I am working with an excel file that contains a bunch of gene names and the times they occur per month for a group of years (if that makes sense). I currently have used pandas to read in the file and make a dataframe.
Input:
import pandas as pd
import plotly.express as px
df = pd.read_csv('genes.csv', sep = ',', header = None)
print(df)
Output:
0 1 2 3 ... 561 562 563 564
0 NaN 1971-1 1971-2 1971-3 ... 2017-9 2017-10 2017-11 2017-12
1 BRCA1 0 0 0 ... 0 0 0 0
2 BRCA2 0 0 0 ... 0 0 0 0
3 MAPK 0 0 0 ... 0 0 0 0
I know want to plot that data and have been trying to figure out how to set the dates as the index (not entirely sure if that's what I need to be doing). I saw a few different postings about using set_index, so I tried using the below code. It just gives me an error.
Input:
print(df.set_index([]).stack().reset_index(name='Date'))

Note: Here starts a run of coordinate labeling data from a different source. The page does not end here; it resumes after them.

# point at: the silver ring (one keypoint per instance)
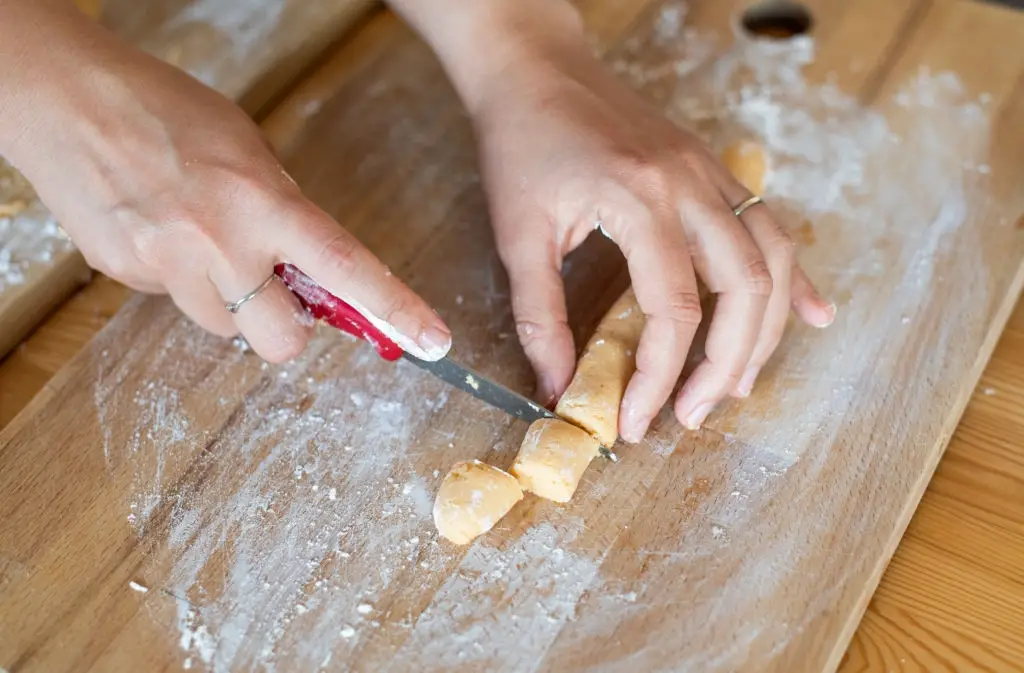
(236, 305)
(741, 208)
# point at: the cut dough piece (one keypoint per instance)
(608, 361)
(553, 458)
(748, 162)
(472, 498)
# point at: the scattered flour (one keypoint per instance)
(251, 541)
(29, 235)
(242, 28)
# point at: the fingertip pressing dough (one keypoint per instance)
(748, 163)
(472, 498)
(553, 457)
(608, 362)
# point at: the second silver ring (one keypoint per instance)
(741, 208)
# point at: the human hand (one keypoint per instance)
(167, 186)
(566, 148)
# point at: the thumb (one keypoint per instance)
(534, 265)
(336, 260)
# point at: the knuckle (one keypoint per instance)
(758, 278)
(646, 172)
(532, 332)
(783, 248)
(397, 306)
(148, 247)
(684, 306)
(340, 251)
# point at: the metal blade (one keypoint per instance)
(491, 392)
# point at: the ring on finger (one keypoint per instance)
(236, 305)
(749, 203)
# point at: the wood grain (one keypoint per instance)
(248, 50)
(44, 283)
(630, 535)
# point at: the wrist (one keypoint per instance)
(481, 44)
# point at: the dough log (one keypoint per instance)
(553, 458)
(607, 364)
(554, 454)
(472, 498)
(748, 162)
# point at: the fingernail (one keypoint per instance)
(745, 384)
(697, 416)
(633, 427)
(435, 341)
(832, 317)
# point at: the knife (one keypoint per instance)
(338, 313)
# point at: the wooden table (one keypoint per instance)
(953, 590)
(947, 599)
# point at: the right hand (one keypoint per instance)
(167, 186)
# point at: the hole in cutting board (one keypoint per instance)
(777, 19)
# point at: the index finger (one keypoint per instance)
(666, 287)
(336, 260)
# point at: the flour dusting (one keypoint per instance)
(297, 507)
(215, 40)
(30, 236)
(886, 194)
(503, 607)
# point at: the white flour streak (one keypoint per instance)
(242, 29)
(889, 191)
(504, 606)
(310, 498)
(29, 235)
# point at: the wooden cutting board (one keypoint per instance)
(196, 508)
(247, 49)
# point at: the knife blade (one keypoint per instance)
(492, 393)
(340, 314)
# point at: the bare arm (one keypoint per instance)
(170, 187)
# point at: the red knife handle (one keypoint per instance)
(325, 306)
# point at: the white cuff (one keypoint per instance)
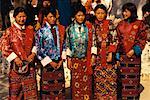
(46, 61)
(11, 57)
(63, 55)
(34, 49)
(68, 52)
(94, 50)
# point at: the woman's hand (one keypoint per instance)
(130, 53)
(18, 61)
(109, 57)
(31, 57)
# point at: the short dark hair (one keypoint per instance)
(146, 8)
(132, 8)
(101, 6)
(78, 7)
(51, 10)
(18, 10)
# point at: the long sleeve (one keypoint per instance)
(40, 49)
(94, 45)
(68, 47)
(141, 36)
(7, 51)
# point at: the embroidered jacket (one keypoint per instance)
(104, 40)
(79, 42)
(17, 42)
(47, 50)
(131, 36)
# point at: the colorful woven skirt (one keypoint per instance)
(129, 78)
(52, 83)
(23, 87)
(81, 83)
(105, 85)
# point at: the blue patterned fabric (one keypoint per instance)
(45, 43)
(77, 40)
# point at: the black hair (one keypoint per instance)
(18, 10)
(78, 7)
(132, 8)
(146, 8)
(50, 10)
(101, 6)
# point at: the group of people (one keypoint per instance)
(104, 59)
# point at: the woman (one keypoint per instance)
(78, 43)
(18, 49)
(105, 76)
(132, 39)
(49, 42)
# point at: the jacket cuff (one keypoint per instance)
(94, 50)
(34, 49)
(46, 61)
(11, 57)
(68, 52)
(63, 55)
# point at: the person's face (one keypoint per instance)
(34, 2)
(51, 19)
(21, 18)
(100, 14)
(79, 17)
(126, 14)
(46, 3)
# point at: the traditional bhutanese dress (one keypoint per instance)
(19, 43)
(49, 46)
(145, 67)
(78, 42)
(131, 35)
(105, 76)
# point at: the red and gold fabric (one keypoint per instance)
(19, 43)
(81, 84)
(130, 35)
(105, 76)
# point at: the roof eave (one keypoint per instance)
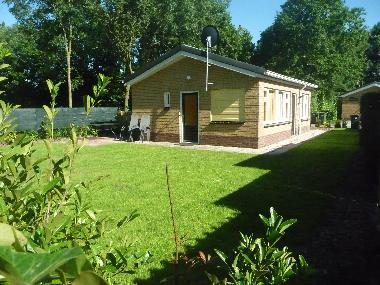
(185, 51)
(361, 89)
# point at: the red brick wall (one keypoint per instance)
(274, 138)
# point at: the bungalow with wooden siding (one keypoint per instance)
(246, 105)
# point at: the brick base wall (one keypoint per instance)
(164, 137)
(274, 138)
(235, 141)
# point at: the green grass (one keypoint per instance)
(216, 194)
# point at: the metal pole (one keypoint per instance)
(208, 41)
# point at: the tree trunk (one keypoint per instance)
(128, 87)
(126, 98)
(69, 91)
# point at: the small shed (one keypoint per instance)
(351, 100)
(246, 105)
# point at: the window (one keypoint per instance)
(269, 105)
(227, 105)
(277, 106)
(167, 100)
(305, 106)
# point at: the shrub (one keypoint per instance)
(258, 260)
(38, 198)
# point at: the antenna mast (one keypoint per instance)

fig = px.line(df, title = 'Human Gene Occurances Per Month')
fig.show()
Output:
ValueError: Must pass non-zero number of levels/codes
I am trying to use Plotly to create a graph for each of the genes that graphs the date on the x-axis and the count on the y-axis. Any help is greatly appreciated. Thank you
Also not all the counts equal zero, thats just want is shown in the condensed dataframe when printed.